Tuesday, December 4, 2007

Well, that's interesting....

Years ago, when I was in college, my work-study job was in the theater technical department. This was where I found out life skills like how to splice tape, run and dress cable, and how to solder three-pin connectors. In short, skills that are mostly useless now, but ones I'm still glad to have.

The theater's Technical Director was a man named Bob Bovard, who had what could only be described as a very dry sense of humor. When something really went very wrong, Bob would stand amidst the wreckage and say, with apparent relish, "Now that's an interesting problem."

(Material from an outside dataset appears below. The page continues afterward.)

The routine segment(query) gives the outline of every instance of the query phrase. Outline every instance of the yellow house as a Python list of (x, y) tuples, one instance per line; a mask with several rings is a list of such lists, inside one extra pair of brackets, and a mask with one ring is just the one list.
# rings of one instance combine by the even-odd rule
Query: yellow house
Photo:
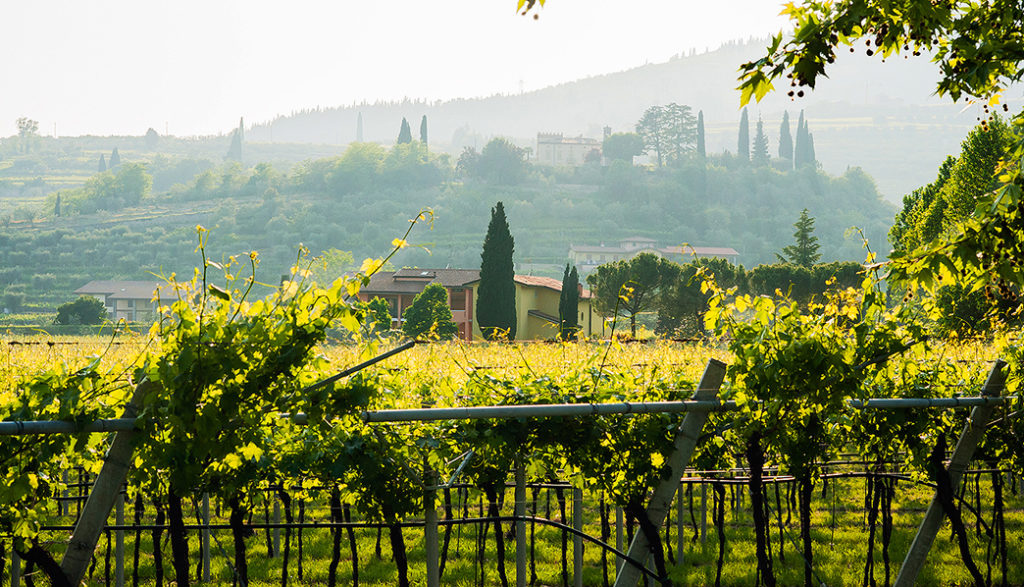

Here's a piece of news, that, to put it mildly, is an interesting problem: some banks in the United Kingdom are asking customers to stop borrowing money.

In other words, these banks can't execute their core business for another four weeks. Granted, these are special customers and specific loans, but even so -- imagine calling your customers and saying "please don't work with me for four weeks."

So how did the subprime meltdown get this bad? If you can get past the funky formatting, Richard Martin, a Canadian management consultant, has this very good write-up on how a herd mentality developed. Essentially people were loaning money based on assets that didn't exist, and then packaging those loans and selling them to each other. Now, no one knows exactly how much is in the bag they're holding.

What does this mean for you? One, don't overestimate the degree to which the sky may be falling. But secondly, do make sure the loans you're in now are the loans you can be in for a 3-5 year window.